<オールスターゲーム:全パ1-1全セ>◇第1戦◇19日◇札幌ドーム
広島のエース前田健太投手(25)が、球宴の舞台で楽天田中将大投手(24)と初めて「同世代対決」した。1回に出場3度目にして初失点したが、先発での投げ合いを満喫。ライバルとの対決で刺激を受け、逆襲を期す後半戦へ弾みをつけた。
ライバルには負けられない。前田健は、真っすぐ勝負を貫いた。1回1死、松田に三塁打を打たれても、糸井にストレートを続けた。詰まらせたものの、遊撃のグラブをかすめる適時打を浴び、球宴出場3度目で初失点。だが全パの先発、楽天田中が速球で押すのを見て「疲れるまでど真ん中の真っすぐで行こうと思っていました」と最速151キロのストレートで押した。

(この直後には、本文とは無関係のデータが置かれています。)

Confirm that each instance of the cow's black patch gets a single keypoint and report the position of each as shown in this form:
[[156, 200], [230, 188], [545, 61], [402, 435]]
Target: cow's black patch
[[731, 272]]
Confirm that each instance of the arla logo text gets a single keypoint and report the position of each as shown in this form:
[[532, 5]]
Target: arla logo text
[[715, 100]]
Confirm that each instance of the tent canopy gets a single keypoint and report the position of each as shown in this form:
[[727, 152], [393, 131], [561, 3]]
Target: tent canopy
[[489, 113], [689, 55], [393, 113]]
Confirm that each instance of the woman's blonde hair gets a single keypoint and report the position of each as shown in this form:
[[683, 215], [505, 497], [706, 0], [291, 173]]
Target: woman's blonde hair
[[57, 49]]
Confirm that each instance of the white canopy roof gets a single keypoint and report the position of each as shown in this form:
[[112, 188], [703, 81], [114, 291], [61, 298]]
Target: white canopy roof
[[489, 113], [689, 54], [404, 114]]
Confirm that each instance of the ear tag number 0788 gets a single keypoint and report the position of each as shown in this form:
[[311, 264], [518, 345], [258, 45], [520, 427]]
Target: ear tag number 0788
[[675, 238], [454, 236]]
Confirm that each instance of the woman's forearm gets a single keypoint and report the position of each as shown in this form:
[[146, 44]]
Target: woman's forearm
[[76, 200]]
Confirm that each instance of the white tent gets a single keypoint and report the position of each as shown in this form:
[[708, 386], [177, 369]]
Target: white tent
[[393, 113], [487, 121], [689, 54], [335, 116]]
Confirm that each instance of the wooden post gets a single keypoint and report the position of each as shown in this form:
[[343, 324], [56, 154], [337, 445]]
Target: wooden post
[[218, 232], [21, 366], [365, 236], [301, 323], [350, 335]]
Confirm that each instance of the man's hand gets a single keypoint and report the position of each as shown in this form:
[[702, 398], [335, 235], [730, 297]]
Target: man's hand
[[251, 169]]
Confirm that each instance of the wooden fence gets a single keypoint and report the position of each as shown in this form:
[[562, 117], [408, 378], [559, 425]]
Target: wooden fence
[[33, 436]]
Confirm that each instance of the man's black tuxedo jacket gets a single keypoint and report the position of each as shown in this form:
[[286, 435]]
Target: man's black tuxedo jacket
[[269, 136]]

2回1失点で、70、71年の江夏以来となる2年連続MVPは逃したが、表情には満足感が漂った。
前田健
いい投球は見せられなかったけど、いい感じで投げられました。
待ちに待った投げ合いだった。田中とは、同じ88年生まれで、06年ドラフトでプロ入りした同期。交流戦で投げ合う機会は、これまで1度もなかった。前田健が1軍に定着した08年以来、毎年どちらかが交流戦で広島-楽天戦に登板するものの、相手の登板日がずれていた。田中とは普段からメールをやりとりするなどして、対戦が実現することを待ち望んできたが、球宴という大舞台でようやくかなった。
同級生のライバルの存在は気になる。「WBCがあって、それまでよりも気になるようになった。(巨人沢村、坂本と)4人で一緒だったので(結果などを)注目して見るようになった。同級生で投手がいるのは、刺激になる」と話す。
今季、42イニング連続無失点記録をつくった田中のスケールの大きさは知り尽くしている。「弱点がないところがすごいところ。普通じゃなくて、すべてがレベルが高い」と認める。
負けたくない好敵手との初対決は、田中に軍配があがった。しかし、登板後は良き友に戻り「お互い先発できて良かった。注目される世代だし、これからも切磋琢磨(せっさたくま)してやっていきたい」とエールを送った。MVPを獲得した沢村も含め、同世代から受けた刺激を逆襲を狙う後半戦への糧にする。